Centinaia sono le figure "aerografate" di mani, sia di adulti che di bambini: sembra che di qui siano passate decine di generazioni e ognuno abbia lasciato la sua "firma". Scendendo sempre più nella profondità della grotta ci chiediamo come avesse potuto l'uomo preistorico, con la poca luce che poteva ottenere da fuochi tremolanti, a spingersi così in basso e a disegnare figure così belle e nitide. La nostra fortuna è che possiamo osservare le grotte perfettamente illuminate, ma l'ambiente "originale" doveva essere molto più impressionante di quanto non lo sia oggi. Nella parete del  punto più lontano della grotta  è dipinta una fila di cerchi, come un indicazione su un percorso da seguire: di lì a poco, però, la grotta diventa inaccessibile e non è dato sapere cosa si celi oltre!

 

Usciamo dalle Cuevas un po' storditi: quelle appena viste sono le opere d'arte più antiche dell'uomo europeo, ma forse anche le più antiche del mondo. Un museo indubbiamente un po' "umido",  ma di una bellezza stupefacente!

Ci fermiamo per pranzo a Puente Viesgo, una  piccola località termale con un "Grand Hotel". Come piatto del giorno ci servono una zuppa di verdure con pezzi di salsiccia: scopriamo in seguito, leggendo nelle guide, che è uno dei piatti tipici della zona! Ripartiamo a metà pomeriggio diretti verso Burgos. Prima di partire, consultando la cartina, avevamo visto che da Santander a Burgos c'era una strada statale importante diretta: apparentemente sembrava un collegamento facile e veloce. Quello che la mappa non menzionava  era l'altitudine: si superano, infatti, ben 2 passi a più di 1000 metri (innevati) e gran parte della strada scorre in mezzo al nulla, nell'altopiano della meseta spagnola. Per la strada troviamo sì e no una decina di paesini, ma soprattutto il niente: sembra di essere in mezzo alla steppa!

Embalse del Ebro

Arrivati a Burgos fatichiamo un po' a trovare il nostro albergo,  l' hotel Husa, poco distante dal centro della città, di concezione moderna ma un po' "tirato via". Posiamo i bagagli e andiamo a esplorare  la città e a cercare un posto dove mangiare qualcosa.  La meta più famosa, la   cattedrale, ci colpisce per la sua  maestosità:  è così grande che non riusciamo a far entrare tutta la facciata in una sola foto!
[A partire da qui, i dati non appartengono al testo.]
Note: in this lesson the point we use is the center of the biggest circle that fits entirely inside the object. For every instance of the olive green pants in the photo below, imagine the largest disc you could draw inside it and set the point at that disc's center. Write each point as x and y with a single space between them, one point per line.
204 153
Passeggiamo un po' per le vie del centro per familiarizzare un po' con il luogo; seguendo le indicazioni della guida  ci fermiamo a mangiare un una delle più famose taperie di Burgos: ci gustiamo felici delle tapas immense con ottima birra!

 

Stanchi per la lunga giornata, torniamo in hotel a farci una bella dormita!